We’ve deployed our infrastructure and waited for requests to start coming.

First results

What we observed is that latency was not so good… API Gateway integration latency, which is the time between API gets the request and sends the response, was around 74 milliseconds. To get latency that the end user observes on his side you need to add user’s latency to the nearest edge location, which in my case is about 20 ms. So we had 94 ms latency, which was not as good as we expected.
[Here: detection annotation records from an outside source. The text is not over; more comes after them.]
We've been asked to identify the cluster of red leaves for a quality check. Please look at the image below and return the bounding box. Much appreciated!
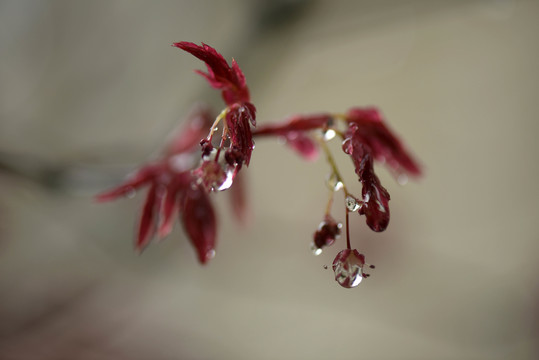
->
[97,42,421,287]
[96,42,256,263]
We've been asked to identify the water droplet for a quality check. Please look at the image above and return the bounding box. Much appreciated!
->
[124,186,137,199]
[311,243,322,256]
[202,148,217,161]
[333,249,365,288]
[334,264,363,288]
[397,174,408,185]
[324,129,336,141]
[344,196,361,212]
[326,173,344,191]
[217,170,234,191]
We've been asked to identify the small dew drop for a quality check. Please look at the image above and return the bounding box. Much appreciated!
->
[324,129,336,141]
[397,174,408,185]
[125,186,137,199]
[326,173,344,191]
[311,243,322,256]
[217,170,234,191]
[344,196,361,212]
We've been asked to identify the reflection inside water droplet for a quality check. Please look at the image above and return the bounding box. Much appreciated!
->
[324,129,336,141]
[344,196,361,212]
[326,173,344,191]
[217,170,234,191]
[311,243,322,256]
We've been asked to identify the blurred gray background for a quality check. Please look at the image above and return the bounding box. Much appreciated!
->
[0,0,539,360]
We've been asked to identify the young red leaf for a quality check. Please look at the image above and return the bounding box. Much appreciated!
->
[173,41,250,105]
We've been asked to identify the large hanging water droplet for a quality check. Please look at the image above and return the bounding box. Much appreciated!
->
[334,264,363,288]
[326,172,344,191]
[333,249,365,288]
[344,196,361,212]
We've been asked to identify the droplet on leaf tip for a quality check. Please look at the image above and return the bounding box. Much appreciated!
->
[311,243,322,256]
[324,129,336,141]
[344,196,361,212]
[326,172,344,191]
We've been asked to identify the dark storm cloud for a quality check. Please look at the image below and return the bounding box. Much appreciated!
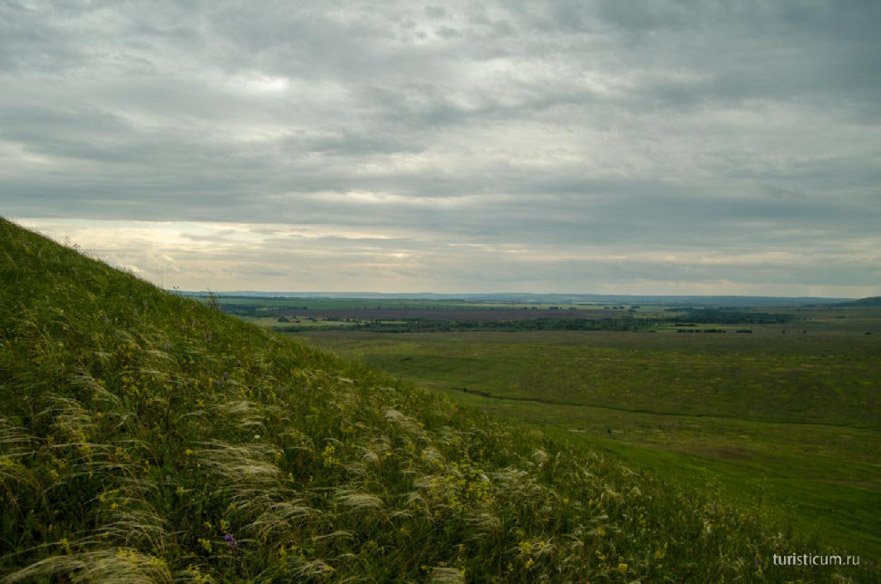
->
[0,0,881,293]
I dug a little bit deeper and noticed that injection lambda execution time is around 54 ms. So API Gateway adds 20 ms latency. Why? API Gateway uses SSL and you can assume that 20 ms is a time needed for SSL handshake. Furthermore API Gateway forces all backend components to use SSL, so for example if you want to connect to a RDS or EC2 instance another handshake is needed.

Lambda@Edge

So it is time to try a different approach – Lambda@Edge. Lambda@Edge lets you respond to the end user faster – it runs on the edge location. My initial setup is just empty lambda triggered by CloudFront call. Of course we want to keep SSL, so we will not bypass 20 ms latency on CloudFront handshake. But Lambda@Edge responds quickly, under 1 ms. This gives 21 ms integration latency.


Now it is time to call our validation lambda from Lambda@Edge. And the result is not as good as you may expect. Injection lambda duration grows to 80 ms. As you remember in our initial setup lambda duration was around 54 ms. Why duration increased? Lambda@Edge is designed to respond quicker to end user than traditional lambda. But take a look at the diagram below. As you can see injection lambda runs on the edge location. But validation lambda runs in AWS datacenter, which is physically isolated from the edge location. That means AWS needs to open SSL connection between edge location and datacenter, which as you know takes time. You must also keep in mind that Lambda@Edge supports only nodeJS runtime for now, which can affect duration as well.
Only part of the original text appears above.